3.1 Sampling distribution of the difference of two proportions

Just as inference can be done for the difference of two population means, conclusions can also be drawn about the difference of two population proportions: $p_{1} - p_{2}$. The normal model can be applied to $\hat{p}_{1}-\hat{p}_{2}$ if the sampling distribution for each sample proportion is nearly normal and if the samples are independent random samples from the relevant populations. The difference $\hat{p}_{1}-\hat{p}_{2}$ tends to follow a normal model when:

Each of the two samples are random samples from a population.
The two samples are independent of each other.
Each sample proportion follows (approximately) a normal model.

This condition is satisfied when

$n_{1} \times \hat{p}_{1}$, $n{1} \times (1-\hat{p}_{1})$, $n_{2} \times \hat{p}_{2}$ and $n_{2} \times (1-\hat{p}_{2})$ are all > 10.

The standard error of the difference in sample proportions is

\[ SE_{p_{1}-p_{2}}=\sqrt{SE_{p_{1}}+SE_{p_{1}}} \] using the results from the previous section we have \[ SE_{p_{1}-p_{2}}=\sqrt{\frac{(p_{1} \times (1-p_{1}))}{n_{1}}+\frac{(p_{2} \times (1-p_{2}))}{n_{2}}}. \] Here, $p_{1}$ and $p_{2}$ are the population proportions, and $n_{1}$ and $n_{2}$ are the two sample sizes.

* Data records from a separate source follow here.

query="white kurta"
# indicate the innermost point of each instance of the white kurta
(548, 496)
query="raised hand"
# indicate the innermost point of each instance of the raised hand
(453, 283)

The sampling distribution of the difference $\hat{p}_{1}-\hat{p}_{2}$ is given by \[ \hat{p}_{1}-\hat{p}_{2} \sim N \left ( {p}_{1}-{p}_{2} , SE_{p_{1}-p_{2}} \right ). \]

3.2 Confidence intervals for $p_{1}-p_{2}$

A $(1-\alpha) \times 100 \%$ confidence interval for $p_{1}-p_{2}$ is

\[ \left ( \hat{p}_{1}-\hat{p}_{2} \right ) \pm SE_{p_{1}-p_{2}} \times Z_{\frac{\alpha}{2}}. \]

Example

3.3 Hypothesis testing for $p_{1}-p_{2}$

Hypothesis tests for $p_{1}$ and $p_{2}$ are usually testing the null hypothesis of no difference between $p_{1}$ and $p_{2}$; i.e. \[ \begin{array}{l} H_{0}:p_{1}=p_{2}, \\ H_{0}:p_{1} \ne p_{2}. \end{array} \]

Note that under the null hypothesis, $p_{1}-p_{2}=0$ and the sampling distribution of $\hat{p}_{1}-\hat{p}_{2}$ is a normal distribution

\[ \hat{p}_{1}-\hat{p}_{2} \sim N \left (0 , SE_{p_{1}-p_{2}} \right ). \] Under the null hypothesis $p = p_{1} = p_{2}$ and therefore the $SE_{p_{1}-p_{2}}$ is \[ SE_{p_{1}-p_{2}}=\sqrt{\frac{(p_{1} \times (1-p_{1}))}{n_{1}}+\frac{(p_{2} \times (1-p_{2}))}{n_{2}}}=\sqrt{ (p \times (1-p)) \left (\frac{1}{n_{1}}+\frac{1}{n_{2}} \right )}. \]

Since $p$ is unknown, an estimate is used to compute the standard error of $\hat{p}_{1}-\hat{p}_{2}$. $p$ can be estimated by $\hat{p}$ the weighted average of the sample proportions $\hat{p}_{1}$ and $\hat{p}_{2}$, that is

\[ \hat{p}=\frac{n_{1}\hat{p_{1}}+n_{2}\hat{p_{2}}}{n_{1}+n_{2}}. \]

This pooled proportion $\hat{p}$ is also used to check the success-failure condition. The test statistic $z$ for testing teh above hypotheses equals to

\[ z=\frac{\hat{p}_{1}-\hat{p}_{2}}{\sqrt{ (\hat{p} \times (1-\hat{p})) \left (\frac{1}{n_{1}}+\frac{1}{n_{2}} \right )}}. \]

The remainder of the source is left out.